In research recently published in eLife, Barani Raman, a professor of biomedical engineering at the McKelvey School of Engineering, starts to map out just how olfactory circuits are altered in driving different behavior in locusts. Neuromodulator serotonin is a key factor in that behavior including how locusts can go from being a “loner” to “gregarious” — otherwise known as swarming phase.
“The same organism can exist in two different states — one is destructive, and one is shy and introverted,” Raman said.

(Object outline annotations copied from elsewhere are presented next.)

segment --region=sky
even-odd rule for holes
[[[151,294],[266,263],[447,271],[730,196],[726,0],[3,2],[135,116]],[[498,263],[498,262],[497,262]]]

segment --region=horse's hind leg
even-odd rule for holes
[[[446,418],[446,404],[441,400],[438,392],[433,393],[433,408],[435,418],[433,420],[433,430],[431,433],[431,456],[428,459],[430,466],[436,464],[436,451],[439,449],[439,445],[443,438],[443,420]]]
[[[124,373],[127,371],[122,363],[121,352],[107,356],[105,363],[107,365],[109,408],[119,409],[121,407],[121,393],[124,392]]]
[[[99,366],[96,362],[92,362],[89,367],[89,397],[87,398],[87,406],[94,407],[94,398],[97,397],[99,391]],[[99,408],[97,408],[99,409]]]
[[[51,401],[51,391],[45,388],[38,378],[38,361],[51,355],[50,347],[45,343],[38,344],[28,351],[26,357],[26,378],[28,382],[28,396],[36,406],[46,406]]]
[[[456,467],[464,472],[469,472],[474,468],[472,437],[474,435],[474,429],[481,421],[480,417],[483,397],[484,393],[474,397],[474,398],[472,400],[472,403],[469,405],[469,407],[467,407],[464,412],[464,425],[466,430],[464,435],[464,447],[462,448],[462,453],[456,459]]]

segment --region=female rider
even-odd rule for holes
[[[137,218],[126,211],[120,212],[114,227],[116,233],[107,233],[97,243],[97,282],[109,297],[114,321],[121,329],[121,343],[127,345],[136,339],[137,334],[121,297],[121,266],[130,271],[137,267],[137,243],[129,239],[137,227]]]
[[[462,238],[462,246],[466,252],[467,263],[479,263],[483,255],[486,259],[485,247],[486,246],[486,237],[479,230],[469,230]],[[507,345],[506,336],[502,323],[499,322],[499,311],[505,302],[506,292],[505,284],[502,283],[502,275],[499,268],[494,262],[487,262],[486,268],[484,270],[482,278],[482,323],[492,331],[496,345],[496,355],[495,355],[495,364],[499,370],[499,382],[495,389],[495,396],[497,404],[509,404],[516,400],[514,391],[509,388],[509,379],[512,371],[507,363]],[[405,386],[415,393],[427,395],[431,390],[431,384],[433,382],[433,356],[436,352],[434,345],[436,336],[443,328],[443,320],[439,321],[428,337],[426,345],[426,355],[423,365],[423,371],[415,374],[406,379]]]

Raman and PhD student Yelyzaveta Bessonova wanted to investigate how serotonin affects the part of the neural circuit in the locust brain that senses olfactory cues and drives appropriate behavioral responses. The more researchers understand how sensory signals are processed, the easier it will be to control and prevent locusts from swarming. From an engineering point of view, understanding this biological system can inspire solutions for odor detection in dangerous and toxic environments.
To understand how the same odor can trigger different behavior, imagine how the smell of freshly baked cookies might drive a quest to the kitchen when someone is hungry. But, after consumption of a few cookies, that same smell might be ignored or even induce disgust, Raman said.
In both cases the same sensory stimuli, the smell of the cookie, drives different behavioral responses depending on if hungry or full.
In modeling this same mechanism in locusts, they can’t exactly ask it if it’s hungry, so researchers look for the appetitive response (imagine salivating in dogs) in which the sensory appendages near the locust’s mouth open.
“It is more of a preparatory response that happens before locusts grab and eat their blade of grass,” Bessonova said.
They found increases in serotonin altered the amplitude of neural responses, but the timing of the response did not change. The increase in neural response they observed to all odors was at odds with the specificity they observed in behavioral responses to the same set of smells. To resolve this, they came up with a simple computational model. The model essentially split neurons into two subgroups: one to increase behavioral output and the other to reduce the same behavior.
Through this model, they were able to account for how the insect’s neural response increased behavioral response to food related odors and continue to ignore non-food smells when injected with serotonin.
“This gave us glimpses of how a neuromodulator can globally affect a neural circuit and yet produced an odor-specific behavior outcome,” Raman said.
The current group of locusts they worked with are the “gregarious” type, Raman said.
The next step in the research will be to understand how solitary types of locusts react to similar neuromodulations. They’ll see how the loners respond to olfactory cues and how serotonin affects those neural circuits as locusts shift from introvert to extrovert and back again.
Bessonova Y, Raman B. Serotonergic amplification of odor-evoked neural responses maps onto flexible behavioral outcomes. eLife 12: RP91890. DOI: https://doi.org/10.7554/eLife.91890.3
Funding for this research was provided by the National Science Foundation (2021795).